Peppers of assorted colours with spices that we put over a plate of pasta. The simplest ingredients give us an elegant dish.
work: 00h:30' time: 00h:45' easy: 2/5
Pasta peperonata A dish from the cuisine of Naples (Italy), that was highlighted through the hands of Jamie Oliver, making it known to the world.
The Neapolitan cuisine has ancient historical roots dating back to the Greek - Roman times, and has been enriched over the centuries with the influx of different cultures.
A cuisine where the primary ingredients were the produce of the gardens and fields, that the farmers where nurturing. Combined with hearty pasta they satiated the land workers and their families.
Variations on the same theme include adding other vegetables such as eggplant, carrots, etc.
Due to these influences over the centuries Neapolitan cuisine retains a remarkable repertoire of dishes, ingredients and preparations revealing a unique cultural identity.

Ingredients (4 servings)

  • 60ml/ 2 fl oz olive oil
  • 9 peppers, assorted colours
  • 3 onions
  • 5 cloves garlic
  • 1 tbsp oregano
  • 250 gr/ 9 oz cherry tomatoes
  • 1 tbsp balsamico cream
  • salt & pepper
  • 500 gr/ 17 oz rigatoni, penne or spaghetti


Peel and chop the onion slices and garlic into small slices. Pour the olive oil in the pan, wait till it gets hot and sauté until the onion slices get a light golden brown colour and become transparent.
When sautee remove them with a slotted spoon to a bowl and put aside for later.
Cut the peppers into strips and add to pot. Let them cook for a few minutes, 5'-7', stirring occasionally. You should not let them overcook.
Add salt, pepper, oregano and balsamico.
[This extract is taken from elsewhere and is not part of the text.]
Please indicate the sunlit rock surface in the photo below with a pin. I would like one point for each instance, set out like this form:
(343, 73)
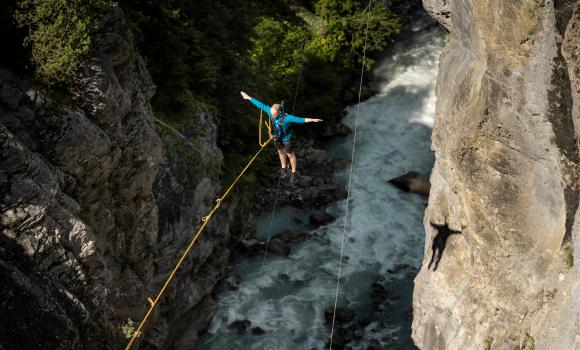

Stir to mix the ingredients.
Wash and chop the tomatoes in two. Add the onions, that we left aside, in the pan and cut up the cherry tomatoes. Stir gently and cook for a few more minutes to dry a bit. Remove from heat.
Boil the rigatoni (or any pasta you chose) according to package directions, strain and pour a tablespoon of olive oil. Serve with pepperoni on top and a little grated cheese (optional).